Sep 27 meeting notes
allen at wirfs-brock.com
Fri Sep 30 16:32:53 PDT 2011
On Sep 30, 2011, at 3:40 PM, Bob Nystrom wrote:
> On Fri, Sep 30, 2011 at 3:17 PM, Allen Wirfs-Brock <allen at wirfs-brock.com> wrote:
> I'd argue that my pattern also supports #5 as IDE's can recognize the pattern. An imperative class definition of all that most Smalltalk implementations every had and they generally had fine IDEs.
> I'm not a Smalltalker, but I thought Smalltalk IDEs were image-based and worked on the objects directly live in memory. At that point, it didn't matter how you generated a class: from text, imperatively, by PEEKing and POKEing bits in memory.
Not enterprise class Smalltalk IDE's such as Digitalk's Team/V or IBM/OTI Envy Developer. They did comprehensive analysis of Smalltalk source code before loading it into the image.

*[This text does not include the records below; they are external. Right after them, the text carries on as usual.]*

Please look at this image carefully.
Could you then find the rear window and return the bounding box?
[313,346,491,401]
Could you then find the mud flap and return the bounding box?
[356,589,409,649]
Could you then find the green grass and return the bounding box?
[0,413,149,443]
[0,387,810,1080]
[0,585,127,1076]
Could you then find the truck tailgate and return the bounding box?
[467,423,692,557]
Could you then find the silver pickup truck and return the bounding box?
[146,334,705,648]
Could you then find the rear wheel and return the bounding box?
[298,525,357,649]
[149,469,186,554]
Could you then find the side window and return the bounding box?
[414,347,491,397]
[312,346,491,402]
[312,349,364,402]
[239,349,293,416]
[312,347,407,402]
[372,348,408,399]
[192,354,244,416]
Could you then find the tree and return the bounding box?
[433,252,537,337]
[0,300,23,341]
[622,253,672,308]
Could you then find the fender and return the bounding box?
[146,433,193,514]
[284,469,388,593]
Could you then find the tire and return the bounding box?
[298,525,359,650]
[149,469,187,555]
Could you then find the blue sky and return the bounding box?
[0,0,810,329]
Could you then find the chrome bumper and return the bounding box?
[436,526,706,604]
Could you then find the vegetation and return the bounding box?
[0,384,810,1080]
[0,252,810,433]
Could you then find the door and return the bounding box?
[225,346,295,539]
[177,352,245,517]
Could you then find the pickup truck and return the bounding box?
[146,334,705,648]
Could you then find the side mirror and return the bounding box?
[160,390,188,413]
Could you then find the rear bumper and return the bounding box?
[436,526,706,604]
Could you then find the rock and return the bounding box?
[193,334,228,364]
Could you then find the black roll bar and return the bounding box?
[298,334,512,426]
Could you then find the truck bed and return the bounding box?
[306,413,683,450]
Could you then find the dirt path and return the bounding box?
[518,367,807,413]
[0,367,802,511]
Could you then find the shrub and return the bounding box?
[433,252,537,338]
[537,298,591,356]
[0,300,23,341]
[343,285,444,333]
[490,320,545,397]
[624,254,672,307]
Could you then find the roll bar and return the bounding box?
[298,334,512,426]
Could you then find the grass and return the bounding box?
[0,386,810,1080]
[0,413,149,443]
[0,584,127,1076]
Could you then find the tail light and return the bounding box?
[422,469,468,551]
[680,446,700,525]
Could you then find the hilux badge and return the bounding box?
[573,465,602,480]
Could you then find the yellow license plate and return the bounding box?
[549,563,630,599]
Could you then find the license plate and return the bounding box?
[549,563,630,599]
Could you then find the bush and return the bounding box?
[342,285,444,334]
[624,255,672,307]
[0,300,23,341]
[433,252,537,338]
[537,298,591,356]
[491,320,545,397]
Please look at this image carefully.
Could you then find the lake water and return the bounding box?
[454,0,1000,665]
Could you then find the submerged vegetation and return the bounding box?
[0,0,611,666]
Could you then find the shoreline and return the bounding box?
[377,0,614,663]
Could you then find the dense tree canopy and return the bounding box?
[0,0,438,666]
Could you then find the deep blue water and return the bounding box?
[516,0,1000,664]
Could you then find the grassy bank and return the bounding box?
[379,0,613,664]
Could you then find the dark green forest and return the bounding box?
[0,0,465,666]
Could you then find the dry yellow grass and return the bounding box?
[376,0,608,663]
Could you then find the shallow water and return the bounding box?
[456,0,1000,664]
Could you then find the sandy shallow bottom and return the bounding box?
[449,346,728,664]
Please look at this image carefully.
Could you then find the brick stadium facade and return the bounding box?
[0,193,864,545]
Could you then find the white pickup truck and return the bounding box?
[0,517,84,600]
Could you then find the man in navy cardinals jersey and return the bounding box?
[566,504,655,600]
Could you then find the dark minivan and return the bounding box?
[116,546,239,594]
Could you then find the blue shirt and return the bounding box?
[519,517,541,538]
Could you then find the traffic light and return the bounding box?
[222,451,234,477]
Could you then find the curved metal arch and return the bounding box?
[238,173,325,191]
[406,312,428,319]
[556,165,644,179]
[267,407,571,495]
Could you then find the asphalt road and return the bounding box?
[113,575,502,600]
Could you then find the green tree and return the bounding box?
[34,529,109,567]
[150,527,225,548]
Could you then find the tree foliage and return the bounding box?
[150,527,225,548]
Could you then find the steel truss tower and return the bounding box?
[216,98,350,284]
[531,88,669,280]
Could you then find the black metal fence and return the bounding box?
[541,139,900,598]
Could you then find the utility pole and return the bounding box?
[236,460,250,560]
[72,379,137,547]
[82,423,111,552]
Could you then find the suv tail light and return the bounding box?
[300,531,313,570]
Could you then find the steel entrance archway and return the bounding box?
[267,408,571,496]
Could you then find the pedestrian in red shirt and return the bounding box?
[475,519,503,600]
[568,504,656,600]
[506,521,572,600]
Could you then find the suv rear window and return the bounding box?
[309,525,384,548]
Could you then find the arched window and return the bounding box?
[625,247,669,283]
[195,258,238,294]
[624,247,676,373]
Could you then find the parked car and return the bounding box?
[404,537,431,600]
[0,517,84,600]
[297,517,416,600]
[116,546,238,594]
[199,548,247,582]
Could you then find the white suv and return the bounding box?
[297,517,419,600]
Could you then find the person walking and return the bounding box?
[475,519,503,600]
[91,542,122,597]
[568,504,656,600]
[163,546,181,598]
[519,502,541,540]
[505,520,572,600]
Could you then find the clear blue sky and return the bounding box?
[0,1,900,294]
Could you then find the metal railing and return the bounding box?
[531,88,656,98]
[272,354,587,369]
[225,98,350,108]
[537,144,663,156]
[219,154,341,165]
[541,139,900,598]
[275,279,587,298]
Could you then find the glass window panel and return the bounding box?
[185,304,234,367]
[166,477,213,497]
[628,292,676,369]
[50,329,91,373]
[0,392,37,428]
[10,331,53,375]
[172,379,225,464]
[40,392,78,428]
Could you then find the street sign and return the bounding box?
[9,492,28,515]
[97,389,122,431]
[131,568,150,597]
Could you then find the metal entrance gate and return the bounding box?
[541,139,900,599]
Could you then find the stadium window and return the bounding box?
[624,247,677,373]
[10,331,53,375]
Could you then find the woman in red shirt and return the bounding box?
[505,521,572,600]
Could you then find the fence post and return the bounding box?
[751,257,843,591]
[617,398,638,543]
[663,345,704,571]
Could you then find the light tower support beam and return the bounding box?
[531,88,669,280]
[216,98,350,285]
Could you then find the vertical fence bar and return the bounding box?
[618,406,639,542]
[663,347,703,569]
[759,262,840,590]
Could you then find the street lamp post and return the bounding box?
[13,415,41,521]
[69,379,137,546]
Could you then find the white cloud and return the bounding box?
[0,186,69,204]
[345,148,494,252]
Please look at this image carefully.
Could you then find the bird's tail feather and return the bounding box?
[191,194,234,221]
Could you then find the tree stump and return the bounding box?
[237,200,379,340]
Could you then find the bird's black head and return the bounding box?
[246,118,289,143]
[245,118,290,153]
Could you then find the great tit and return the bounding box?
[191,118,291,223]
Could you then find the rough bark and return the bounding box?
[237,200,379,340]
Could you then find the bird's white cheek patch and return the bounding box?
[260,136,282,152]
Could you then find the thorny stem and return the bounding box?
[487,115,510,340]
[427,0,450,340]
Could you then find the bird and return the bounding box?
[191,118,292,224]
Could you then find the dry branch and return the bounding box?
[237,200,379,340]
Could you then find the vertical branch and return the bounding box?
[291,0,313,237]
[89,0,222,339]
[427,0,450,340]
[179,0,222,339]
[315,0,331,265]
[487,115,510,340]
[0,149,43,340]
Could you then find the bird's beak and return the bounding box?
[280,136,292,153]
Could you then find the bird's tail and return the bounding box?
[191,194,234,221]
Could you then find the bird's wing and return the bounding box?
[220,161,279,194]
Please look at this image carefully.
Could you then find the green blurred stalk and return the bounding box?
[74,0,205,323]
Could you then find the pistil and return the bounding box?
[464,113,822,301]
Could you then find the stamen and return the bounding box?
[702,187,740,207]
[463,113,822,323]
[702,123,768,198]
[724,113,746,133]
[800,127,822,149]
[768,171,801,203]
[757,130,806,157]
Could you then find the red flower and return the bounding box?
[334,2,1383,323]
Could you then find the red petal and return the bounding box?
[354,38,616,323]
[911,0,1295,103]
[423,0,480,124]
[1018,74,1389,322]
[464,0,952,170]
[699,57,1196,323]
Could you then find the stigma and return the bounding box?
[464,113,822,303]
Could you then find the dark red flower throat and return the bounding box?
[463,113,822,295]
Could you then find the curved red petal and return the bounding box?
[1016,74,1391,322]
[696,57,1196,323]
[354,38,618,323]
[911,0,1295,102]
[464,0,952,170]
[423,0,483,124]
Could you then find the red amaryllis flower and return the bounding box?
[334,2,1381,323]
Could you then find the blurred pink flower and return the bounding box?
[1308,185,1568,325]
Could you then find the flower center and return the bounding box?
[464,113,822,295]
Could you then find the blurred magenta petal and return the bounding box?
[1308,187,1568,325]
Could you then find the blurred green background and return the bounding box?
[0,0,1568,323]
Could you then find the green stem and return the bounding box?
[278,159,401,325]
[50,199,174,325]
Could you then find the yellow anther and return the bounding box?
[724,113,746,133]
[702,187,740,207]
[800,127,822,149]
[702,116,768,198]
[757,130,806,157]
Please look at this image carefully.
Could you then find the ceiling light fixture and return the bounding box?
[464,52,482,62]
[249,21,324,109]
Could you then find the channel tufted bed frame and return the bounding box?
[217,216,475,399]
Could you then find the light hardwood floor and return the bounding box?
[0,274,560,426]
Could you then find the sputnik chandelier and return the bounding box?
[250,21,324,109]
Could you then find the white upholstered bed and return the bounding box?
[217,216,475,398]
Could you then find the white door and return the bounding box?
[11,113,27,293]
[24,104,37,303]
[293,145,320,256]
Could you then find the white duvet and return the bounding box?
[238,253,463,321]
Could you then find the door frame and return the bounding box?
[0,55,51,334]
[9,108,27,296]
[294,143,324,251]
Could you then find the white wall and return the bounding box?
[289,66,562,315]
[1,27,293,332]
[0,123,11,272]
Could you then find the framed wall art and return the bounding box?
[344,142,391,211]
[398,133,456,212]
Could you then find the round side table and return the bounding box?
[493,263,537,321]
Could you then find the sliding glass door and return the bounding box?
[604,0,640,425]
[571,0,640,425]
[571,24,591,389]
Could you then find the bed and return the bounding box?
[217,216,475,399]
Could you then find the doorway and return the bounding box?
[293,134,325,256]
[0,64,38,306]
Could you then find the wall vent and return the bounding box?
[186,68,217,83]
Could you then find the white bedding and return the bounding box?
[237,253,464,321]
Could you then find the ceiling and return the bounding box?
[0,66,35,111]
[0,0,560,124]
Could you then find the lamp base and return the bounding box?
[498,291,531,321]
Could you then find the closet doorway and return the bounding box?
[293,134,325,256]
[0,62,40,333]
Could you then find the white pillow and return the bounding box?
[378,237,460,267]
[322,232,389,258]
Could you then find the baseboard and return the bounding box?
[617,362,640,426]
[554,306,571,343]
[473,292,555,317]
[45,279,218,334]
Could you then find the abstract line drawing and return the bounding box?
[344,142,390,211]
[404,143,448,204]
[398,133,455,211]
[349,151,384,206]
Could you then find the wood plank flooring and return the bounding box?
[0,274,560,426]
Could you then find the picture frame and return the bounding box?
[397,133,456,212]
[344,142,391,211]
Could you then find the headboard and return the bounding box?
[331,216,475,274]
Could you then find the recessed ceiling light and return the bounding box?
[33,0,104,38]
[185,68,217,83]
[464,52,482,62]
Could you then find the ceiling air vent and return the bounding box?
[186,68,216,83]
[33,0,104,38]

This enabled conflict detections, version diff'ing, browsing/editing of unloaded class definitions, etc.
I can speak definitively about Team/V as I was its architect. In processed source code into an internal object model (essentially a attributed AST) and this is what the tools operated upon, not the actual runtime representation of the program (well, there were versions of those models that could reflect upon the runtime structure). Building the models from source code included recognizing imperative patterns used to define classes.
> That isn't true of most IDEs today that are just working on the program text itself. With today's editors, the textual format matters. (We might rightly lament that fact, but it does seem to be the field we've got to play on right now.)
Some might argue whether this is a step forward or not (personally, I think a stable source code representation is important). However, it doesn't say anything about the feasibility of tool recognizing usage patterns. In fact, isn't that exactly what refactoring tools and code quality analyzers do?